Human rights

Fact sheet
10 March 2012

Key facts

  • The right to the highest attainable standard of physical and mental health, or the right to health, is enshrined in the WHO Constitution (1946) and was reiterated in the 1978 Declaration of Alma Ata and in the World Health Declaration adopted by the World Health Assembly in 1998.
  • It is rooted in the Universal Declaration of Human Rights and has been endorsed by numerous other human rights treaties. Every country in the world is now party to at least one human rights treaty that addresses health-related rights, i.e. the right to health as well as other rights that relate to conditions necessary for health.
  • Health and human rights are linked in at least three ways:
    • Human rights violations can have serious health consequences.
    • Depending on how they are designed or implemented, health policies and programmes can either promote or violate human rights.
    • Taking steps to respect, protect and fulfill human rights can reduce ill-health or vulnerability to ill-health.
  • The General Comment on the right to health, adopted in 2000 by the Committee on Economic, Social and Cultural Rights, sets out four criteria by which to evaluate the right to health.

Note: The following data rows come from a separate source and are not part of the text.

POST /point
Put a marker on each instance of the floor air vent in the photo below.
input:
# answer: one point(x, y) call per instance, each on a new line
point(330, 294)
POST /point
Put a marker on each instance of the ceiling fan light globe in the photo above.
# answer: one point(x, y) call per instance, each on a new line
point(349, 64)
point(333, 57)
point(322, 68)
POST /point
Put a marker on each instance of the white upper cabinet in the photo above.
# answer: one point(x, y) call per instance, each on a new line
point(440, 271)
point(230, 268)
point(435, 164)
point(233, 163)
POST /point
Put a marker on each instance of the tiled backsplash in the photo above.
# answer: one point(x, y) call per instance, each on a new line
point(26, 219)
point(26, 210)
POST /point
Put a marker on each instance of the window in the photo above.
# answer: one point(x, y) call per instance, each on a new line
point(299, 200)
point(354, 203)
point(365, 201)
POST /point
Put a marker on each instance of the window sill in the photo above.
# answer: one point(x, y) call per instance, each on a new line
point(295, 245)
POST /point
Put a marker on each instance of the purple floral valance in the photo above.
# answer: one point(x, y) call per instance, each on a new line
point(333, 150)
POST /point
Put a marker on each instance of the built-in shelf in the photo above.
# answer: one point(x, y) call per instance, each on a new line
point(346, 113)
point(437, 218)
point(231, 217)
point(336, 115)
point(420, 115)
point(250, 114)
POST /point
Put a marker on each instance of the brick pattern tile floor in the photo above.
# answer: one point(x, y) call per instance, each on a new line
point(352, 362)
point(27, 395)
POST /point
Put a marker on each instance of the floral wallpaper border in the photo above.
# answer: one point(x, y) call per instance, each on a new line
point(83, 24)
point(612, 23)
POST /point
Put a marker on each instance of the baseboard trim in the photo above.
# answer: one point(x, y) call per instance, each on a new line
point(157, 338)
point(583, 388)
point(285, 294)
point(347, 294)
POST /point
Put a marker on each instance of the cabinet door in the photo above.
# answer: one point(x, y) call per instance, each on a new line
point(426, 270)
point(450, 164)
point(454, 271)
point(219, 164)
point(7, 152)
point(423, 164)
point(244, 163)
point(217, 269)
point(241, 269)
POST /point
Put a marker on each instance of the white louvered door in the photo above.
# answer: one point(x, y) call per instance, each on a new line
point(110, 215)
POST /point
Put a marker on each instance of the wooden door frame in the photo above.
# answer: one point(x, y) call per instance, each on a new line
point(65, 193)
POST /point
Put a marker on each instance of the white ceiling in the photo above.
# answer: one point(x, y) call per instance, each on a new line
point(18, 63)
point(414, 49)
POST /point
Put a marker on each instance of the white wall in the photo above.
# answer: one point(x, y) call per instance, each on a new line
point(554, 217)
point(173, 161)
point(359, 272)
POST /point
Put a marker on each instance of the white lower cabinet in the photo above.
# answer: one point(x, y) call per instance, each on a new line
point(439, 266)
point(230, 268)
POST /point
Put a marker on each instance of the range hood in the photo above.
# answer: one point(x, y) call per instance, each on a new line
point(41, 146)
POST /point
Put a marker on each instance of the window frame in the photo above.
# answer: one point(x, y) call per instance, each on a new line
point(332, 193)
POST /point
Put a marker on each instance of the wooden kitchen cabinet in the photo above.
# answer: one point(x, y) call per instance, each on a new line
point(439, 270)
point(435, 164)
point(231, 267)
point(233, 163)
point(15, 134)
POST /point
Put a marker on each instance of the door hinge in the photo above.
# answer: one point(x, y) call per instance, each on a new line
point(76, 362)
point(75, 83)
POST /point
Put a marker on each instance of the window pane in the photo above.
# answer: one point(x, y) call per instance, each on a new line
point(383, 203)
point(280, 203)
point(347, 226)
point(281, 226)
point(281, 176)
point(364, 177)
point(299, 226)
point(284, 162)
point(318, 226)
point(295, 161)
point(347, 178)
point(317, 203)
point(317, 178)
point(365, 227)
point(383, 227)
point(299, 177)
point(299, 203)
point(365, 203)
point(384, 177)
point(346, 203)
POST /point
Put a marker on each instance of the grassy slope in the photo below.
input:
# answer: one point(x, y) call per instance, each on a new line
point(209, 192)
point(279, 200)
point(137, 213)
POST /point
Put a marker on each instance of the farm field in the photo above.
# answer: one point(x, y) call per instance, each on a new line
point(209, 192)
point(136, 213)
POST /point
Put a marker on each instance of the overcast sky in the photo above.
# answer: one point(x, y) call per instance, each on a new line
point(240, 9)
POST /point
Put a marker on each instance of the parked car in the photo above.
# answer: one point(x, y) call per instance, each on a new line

They are:
    • Availability;
    • Accessibility, with four overlapping dimensions – non-discrimination, physical accessibility, economic accessibility (affordability), and information accessibility;
    • Acceptability; and
    • Quality.

The following principles can guide countries' efforts towards the realization of the human right to health:

  • Non-discrimination: In relation to health and health care, this principle comprises non-discrimination in access to health care and the underlying determinants of health, on grounds such as sex, race, ethnicity, religion, nationality, physical or mental disability, health status (including HIV/AIDS), sexual orientation, and civil, political, social or other status.
  • Participation: This principle implies the free, meaningful and effective involvement of people and communities in decisions about the health policies or programmes that affect them.
  • Progressive realization: This principle requires governments to move as quickly and effectively as possible towards the realization of the human right to health. The principle recognizes that resources may be limited in poorer countries, but requires all countries to show constant progress in moving towards the full realization of rights.
  • The Siracusa principles: These principles permit governments to limit or curtail human rights in the interest of public health, but only if a less restrictive means of reaching the same objective is not available. The restriction must be executed in accordance with the law, not arbitrarily.

WHO's response

WHO supports countries in building their capacity to design and implement health policies and programmes that enhance health equity and integrate pro-poor, gender-responsive, and human rights-based approaches.